The Magic of Pixie Dust!

Roy Hobbs Baseball

Editor’s Note: Roy Hobbs staffers Ken Breen and Glenn Miller along with JetBlue Park public address announcer Ted Fitzgeorge gave a presentation on Fort Myers spring training history on February. Ted served as MC. The event was the program for the Southwest Florida Historical Society’s annual Cracker Dinner.  This condenses version of their talk.

Novelist Bernard Malamud, who wrote the novel “The Natural,” once said that the “whole history of baseball has the quality of mythology.”


Roy Hobbs World Series participants share the myth stage with some luminous names. They also walk through the same fields of pixie dust as the legends.

Pixie dust? We will explain.

Major League Baseball spring training began in Fort Myers in 1925 with the arrival of the Philadelphia A’s at Terry Park.

What about pixie dust?

Theoretically, and I hope everybody realizes we are speaking tongue-in-cheek, moving an MLB team to Fort Myers has a transformative impact.

The A’s were terrible before moving to Fort Myers in 1925 and sprinkling pixie dust on their spikes.

Their last winning season before 1925 was 1915. They had 4 seasons in which they lost more than 100 games.

In 1925, they went 88-64 and finished second in the American League.

They went on to win the pennant in 1929, 1930 and 1931 and the World Series the first of those 2 seasons. In each of those seasons they won more than 100 games.

What about the Cleveland Indians?

They came to Fort Myers in 1940. The last time they had finished as high as second was 1926.

The last time they won as many games as 89 was 1921.

What did they do in 1940? They went 89-65, finishing second in the American League only 1 game behind the first-place Detroit Tigers.
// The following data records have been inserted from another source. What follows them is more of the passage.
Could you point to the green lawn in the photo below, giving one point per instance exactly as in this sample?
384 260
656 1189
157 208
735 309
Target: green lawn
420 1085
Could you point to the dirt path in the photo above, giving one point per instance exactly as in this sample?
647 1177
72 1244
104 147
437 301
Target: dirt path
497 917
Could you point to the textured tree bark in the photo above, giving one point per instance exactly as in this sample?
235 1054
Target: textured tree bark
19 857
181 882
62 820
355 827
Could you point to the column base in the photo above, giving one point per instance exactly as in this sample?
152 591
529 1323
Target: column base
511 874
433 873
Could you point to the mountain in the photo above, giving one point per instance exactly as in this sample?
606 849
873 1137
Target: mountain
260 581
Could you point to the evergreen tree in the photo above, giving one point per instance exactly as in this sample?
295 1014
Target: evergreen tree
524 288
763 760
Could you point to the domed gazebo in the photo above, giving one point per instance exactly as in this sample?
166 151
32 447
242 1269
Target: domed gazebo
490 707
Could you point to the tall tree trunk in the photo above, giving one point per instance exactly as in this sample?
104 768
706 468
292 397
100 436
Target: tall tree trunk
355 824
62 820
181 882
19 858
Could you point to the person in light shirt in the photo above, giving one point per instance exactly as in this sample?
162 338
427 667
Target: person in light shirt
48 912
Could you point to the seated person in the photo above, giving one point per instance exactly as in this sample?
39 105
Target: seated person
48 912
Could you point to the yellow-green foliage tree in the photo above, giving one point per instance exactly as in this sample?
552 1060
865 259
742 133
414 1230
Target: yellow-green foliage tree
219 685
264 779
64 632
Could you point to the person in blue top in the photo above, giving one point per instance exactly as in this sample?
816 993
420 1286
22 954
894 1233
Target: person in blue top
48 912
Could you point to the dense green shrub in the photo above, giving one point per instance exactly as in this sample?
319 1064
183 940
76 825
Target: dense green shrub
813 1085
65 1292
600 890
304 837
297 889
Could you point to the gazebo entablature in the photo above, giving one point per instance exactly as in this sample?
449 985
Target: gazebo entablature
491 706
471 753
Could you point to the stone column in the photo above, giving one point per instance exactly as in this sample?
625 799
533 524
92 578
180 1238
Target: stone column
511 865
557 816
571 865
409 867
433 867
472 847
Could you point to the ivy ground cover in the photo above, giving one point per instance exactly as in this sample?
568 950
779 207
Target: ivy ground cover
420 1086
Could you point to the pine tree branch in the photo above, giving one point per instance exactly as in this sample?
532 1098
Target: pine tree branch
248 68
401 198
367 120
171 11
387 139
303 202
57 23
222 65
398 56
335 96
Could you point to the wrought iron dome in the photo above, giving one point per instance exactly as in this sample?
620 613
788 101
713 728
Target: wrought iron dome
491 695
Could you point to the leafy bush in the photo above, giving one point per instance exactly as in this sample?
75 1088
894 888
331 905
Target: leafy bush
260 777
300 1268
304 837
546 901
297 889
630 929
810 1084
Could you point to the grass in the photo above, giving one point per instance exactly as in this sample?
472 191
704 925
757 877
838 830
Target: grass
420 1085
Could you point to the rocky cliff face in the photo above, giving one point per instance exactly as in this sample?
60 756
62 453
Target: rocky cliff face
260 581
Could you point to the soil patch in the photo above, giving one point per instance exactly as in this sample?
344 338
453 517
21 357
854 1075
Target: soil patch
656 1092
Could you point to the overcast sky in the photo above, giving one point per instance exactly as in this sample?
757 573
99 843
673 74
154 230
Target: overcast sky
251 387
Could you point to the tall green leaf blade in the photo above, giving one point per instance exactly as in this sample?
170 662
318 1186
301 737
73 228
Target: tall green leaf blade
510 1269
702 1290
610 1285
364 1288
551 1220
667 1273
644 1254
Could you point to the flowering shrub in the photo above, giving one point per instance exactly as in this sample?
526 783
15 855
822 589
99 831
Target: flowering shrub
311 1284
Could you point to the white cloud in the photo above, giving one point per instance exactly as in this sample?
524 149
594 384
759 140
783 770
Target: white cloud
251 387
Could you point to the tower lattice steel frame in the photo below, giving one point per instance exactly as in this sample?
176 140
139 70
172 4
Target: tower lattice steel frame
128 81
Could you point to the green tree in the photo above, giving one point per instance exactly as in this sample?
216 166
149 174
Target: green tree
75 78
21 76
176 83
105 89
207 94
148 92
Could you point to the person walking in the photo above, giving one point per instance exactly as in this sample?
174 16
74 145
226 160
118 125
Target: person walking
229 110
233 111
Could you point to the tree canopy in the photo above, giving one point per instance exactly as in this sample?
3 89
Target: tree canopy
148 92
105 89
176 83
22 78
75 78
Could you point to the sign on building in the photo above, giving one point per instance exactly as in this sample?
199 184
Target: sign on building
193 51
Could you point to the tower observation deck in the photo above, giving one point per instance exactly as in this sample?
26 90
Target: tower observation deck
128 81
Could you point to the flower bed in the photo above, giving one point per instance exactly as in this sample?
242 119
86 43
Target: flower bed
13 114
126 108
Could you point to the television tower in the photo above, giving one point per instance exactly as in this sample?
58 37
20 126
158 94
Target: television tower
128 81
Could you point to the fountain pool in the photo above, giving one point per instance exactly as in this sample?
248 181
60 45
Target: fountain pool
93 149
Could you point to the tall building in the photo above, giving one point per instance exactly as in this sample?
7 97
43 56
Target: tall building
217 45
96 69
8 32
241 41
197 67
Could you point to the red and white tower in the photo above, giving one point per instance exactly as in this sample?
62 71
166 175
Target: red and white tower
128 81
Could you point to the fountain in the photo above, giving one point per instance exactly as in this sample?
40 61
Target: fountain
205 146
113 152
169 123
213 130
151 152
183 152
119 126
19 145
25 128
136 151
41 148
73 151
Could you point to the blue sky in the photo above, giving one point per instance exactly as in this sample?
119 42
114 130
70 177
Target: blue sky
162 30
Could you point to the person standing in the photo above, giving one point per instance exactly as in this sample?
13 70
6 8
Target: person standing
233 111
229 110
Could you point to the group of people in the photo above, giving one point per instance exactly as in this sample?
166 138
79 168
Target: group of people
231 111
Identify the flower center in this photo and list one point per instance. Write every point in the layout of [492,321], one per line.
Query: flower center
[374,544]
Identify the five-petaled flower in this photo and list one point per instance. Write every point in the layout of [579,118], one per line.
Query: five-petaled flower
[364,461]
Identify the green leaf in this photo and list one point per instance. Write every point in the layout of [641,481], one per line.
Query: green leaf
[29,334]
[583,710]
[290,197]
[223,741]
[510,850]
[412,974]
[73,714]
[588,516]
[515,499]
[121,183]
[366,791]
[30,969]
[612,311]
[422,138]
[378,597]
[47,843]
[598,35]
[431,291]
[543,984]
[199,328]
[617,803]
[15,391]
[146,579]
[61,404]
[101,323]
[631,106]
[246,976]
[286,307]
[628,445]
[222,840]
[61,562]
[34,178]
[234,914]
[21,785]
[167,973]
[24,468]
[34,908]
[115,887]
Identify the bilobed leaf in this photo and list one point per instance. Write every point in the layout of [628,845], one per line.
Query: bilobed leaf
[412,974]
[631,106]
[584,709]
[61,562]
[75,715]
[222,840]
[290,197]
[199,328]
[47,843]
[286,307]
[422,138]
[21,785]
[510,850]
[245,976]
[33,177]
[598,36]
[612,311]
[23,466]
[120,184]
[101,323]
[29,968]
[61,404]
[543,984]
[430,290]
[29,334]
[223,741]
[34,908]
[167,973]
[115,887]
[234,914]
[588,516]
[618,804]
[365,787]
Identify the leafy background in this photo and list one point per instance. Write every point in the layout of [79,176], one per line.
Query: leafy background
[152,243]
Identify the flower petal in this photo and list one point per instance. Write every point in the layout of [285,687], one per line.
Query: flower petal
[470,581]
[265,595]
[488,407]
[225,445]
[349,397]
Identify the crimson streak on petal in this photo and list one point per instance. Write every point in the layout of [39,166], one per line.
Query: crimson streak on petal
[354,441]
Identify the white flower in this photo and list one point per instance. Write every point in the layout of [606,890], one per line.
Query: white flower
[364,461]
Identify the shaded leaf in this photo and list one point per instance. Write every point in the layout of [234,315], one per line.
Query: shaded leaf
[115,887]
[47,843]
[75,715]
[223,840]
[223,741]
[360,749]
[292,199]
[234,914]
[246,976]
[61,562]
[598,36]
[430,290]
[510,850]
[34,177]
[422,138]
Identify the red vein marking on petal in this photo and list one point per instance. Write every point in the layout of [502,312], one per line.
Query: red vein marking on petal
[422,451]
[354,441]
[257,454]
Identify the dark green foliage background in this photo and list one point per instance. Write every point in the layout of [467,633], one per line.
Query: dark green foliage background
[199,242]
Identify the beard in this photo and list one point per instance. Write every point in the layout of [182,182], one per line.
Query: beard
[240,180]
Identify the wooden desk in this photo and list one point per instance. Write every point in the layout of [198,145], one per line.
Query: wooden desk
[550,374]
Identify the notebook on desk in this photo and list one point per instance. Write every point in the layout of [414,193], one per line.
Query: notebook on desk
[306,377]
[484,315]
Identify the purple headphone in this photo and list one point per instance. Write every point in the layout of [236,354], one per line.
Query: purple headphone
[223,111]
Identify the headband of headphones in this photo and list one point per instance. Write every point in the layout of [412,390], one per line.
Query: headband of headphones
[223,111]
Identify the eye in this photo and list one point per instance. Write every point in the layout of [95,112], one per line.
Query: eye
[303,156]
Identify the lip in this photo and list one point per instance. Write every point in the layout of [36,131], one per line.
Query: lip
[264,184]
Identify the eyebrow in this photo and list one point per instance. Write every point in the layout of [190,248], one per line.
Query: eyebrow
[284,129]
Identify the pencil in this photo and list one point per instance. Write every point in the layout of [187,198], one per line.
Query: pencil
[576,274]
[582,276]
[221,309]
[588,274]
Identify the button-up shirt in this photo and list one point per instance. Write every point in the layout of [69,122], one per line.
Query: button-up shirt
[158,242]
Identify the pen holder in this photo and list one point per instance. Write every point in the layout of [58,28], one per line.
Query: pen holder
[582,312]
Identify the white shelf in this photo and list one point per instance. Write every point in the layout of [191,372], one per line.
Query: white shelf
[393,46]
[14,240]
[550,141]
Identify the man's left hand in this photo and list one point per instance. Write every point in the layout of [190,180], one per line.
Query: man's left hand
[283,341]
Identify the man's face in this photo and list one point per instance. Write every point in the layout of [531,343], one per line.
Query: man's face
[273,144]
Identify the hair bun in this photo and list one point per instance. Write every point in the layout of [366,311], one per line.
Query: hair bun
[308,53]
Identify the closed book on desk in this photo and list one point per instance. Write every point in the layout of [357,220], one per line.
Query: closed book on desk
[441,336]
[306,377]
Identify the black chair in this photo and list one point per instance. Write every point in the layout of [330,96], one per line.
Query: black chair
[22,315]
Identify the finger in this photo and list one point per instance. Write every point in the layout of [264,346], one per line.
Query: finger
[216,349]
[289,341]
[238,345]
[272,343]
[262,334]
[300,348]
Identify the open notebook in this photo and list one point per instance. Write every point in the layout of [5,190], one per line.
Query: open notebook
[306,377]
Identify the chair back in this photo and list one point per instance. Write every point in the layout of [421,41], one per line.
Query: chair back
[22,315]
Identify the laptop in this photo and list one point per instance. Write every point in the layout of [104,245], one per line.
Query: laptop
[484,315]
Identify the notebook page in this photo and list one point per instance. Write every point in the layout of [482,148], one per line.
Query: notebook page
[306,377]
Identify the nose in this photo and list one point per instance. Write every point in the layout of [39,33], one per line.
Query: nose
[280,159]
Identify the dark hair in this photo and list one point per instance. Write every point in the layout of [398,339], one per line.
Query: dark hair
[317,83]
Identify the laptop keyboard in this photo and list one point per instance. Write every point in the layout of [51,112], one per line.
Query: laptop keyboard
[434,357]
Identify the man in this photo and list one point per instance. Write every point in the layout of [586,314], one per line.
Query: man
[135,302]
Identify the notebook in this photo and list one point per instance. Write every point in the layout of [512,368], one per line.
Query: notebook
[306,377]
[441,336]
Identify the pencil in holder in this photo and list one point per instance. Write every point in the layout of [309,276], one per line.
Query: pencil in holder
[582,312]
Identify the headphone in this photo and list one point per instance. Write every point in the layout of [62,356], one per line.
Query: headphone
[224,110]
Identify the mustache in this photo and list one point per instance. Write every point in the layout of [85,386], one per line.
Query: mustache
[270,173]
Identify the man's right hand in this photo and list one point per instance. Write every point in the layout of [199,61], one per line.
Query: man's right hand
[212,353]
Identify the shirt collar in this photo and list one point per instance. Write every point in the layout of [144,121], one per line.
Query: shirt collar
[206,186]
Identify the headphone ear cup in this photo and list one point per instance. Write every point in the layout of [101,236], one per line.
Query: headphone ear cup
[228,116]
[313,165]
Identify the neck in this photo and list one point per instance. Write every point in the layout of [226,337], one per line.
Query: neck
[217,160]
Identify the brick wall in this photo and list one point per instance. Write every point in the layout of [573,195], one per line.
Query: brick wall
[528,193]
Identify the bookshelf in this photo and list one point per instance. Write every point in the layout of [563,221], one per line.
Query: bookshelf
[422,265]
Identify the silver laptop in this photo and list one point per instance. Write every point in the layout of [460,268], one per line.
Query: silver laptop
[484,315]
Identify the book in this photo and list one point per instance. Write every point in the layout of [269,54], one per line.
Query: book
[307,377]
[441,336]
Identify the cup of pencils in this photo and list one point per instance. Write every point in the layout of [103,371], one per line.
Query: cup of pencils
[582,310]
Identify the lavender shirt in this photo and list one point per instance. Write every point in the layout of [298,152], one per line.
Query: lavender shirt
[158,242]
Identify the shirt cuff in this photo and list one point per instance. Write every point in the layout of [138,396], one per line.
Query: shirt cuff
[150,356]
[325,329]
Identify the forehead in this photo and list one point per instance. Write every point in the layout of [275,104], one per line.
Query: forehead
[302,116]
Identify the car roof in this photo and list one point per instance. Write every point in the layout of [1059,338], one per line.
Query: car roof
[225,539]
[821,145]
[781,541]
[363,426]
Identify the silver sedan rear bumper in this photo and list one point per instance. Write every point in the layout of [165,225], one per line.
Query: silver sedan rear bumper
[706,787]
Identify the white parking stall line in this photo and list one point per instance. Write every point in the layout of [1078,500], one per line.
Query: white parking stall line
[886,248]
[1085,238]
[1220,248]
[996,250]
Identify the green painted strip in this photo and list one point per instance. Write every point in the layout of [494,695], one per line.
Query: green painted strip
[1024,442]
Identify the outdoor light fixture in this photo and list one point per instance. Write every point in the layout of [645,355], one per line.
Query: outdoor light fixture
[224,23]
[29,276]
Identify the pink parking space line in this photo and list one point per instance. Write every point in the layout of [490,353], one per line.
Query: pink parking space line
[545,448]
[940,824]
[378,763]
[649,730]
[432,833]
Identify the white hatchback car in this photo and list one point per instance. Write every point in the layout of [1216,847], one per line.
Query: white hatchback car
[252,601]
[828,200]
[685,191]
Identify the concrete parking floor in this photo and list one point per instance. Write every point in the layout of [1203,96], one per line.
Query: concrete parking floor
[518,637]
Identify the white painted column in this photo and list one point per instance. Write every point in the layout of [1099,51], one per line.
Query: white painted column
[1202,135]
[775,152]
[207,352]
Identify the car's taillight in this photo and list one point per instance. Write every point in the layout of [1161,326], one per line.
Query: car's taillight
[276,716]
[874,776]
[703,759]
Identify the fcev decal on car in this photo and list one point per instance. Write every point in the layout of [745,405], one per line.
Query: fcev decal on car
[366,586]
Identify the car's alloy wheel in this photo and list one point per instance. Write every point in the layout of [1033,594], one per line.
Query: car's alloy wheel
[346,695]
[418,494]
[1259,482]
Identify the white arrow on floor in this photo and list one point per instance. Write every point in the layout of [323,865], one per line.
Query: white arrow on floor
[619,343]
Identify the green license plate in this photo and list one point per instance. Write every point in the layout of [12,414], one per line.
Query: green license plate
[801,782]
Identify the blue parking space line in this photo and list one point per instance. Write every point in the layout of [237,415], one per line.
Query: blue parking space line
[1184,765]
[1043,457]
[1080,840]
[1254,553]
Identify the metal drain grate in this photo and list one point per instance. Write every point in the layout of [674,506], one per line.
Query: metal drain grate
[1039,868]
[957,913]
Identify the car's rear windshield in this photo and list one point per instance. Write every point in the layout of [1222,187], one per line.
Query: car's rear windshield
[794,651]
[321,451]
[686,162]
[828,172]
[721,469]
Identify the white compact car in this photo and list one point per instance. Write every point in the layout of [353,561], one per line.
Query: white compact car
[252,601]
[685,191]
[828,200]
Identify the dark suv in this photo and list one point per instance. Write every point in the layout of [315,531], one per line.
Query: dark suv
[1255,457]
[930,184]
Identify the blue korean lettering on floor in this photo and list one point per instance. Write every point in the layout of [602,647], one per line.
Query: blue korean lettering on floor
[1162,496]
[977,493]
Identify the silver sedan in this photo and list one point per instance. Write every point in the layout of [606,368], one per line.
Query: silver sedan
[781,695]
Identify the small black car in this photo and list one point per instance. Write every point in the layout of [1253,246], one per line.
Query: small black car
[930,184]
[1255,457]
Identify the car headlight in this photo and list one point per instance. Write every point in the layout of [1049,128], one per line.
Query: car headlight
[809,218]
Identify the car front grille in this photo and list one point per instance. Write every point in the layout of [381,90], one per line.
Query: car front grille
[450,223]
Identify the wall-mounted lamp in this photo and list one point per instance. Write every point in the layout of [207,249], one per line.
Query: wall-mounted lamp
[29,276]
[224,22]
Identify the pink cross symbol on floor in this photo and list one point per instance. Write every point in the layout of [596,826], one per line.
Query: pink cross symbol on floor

Then in 1955 came the Pittsburgh Pirates, an awful team in the early 1950s.

They lost more than 100 games in the 1952, 1953 and 1954 seasons. The 1952 team was 42-112. They finished last each season.

The Pirates moved to Fort Myers and things started looking up immediately. Sure, they still finished last but lost only 90 games in 1955.

They were on their way. They finished second in 1958. The last time they finished second was 1944.

They won the 1960 pennant and then beat the Yankees in a 7-game World Series. It was their first pennant since 1927 and their first World Series title since 1925.

The Pirates left for Bradenton in 1969 and have been there ever since.

They were replaced at Terry Park in 1969 by the expansion Kansas City Royals. Expansion teams usually struggle for many years. Not the Royals.

They had that pixie dust working for them.

They won 7 division titles between 1976 and 1985 and the World Series in 1985. Their last year at Terry Park was 1987.

In 1990, the Minnesota Twins were last in the American League West with a 74-88 record. The 1990 Twins trained at Orlando’s Tinker Field.

In 1991, they moved to a new facility called the Lee County Sports Complex.

Pixie dust worked its magic. The Twins not only won their division in 1991 with a 95-67 record, going from worst to first, but they went on to win the World Series in 7 games over the Atlanta Braves.

Another Pixie Dust challenged loomed.

In 1992, in their final year training in Winter Haven, the Boston Red Sox finished last of 7 teams in their division.

In 1993, their first year in Fort Myers, they inched up to fifth. It wasn’t much. But it was an improvement.

It took a while, but the Pixie Dust worked its magic, even against the Curse of the Bambino.

After not winning a World Series since 1918, the Red Sox won it all in 2004, 2007, 2013 and 2018.

Don’t mess with Pixie Dust!

See you this fall in Fort Myers. Don’t forget to bring your pixie dust.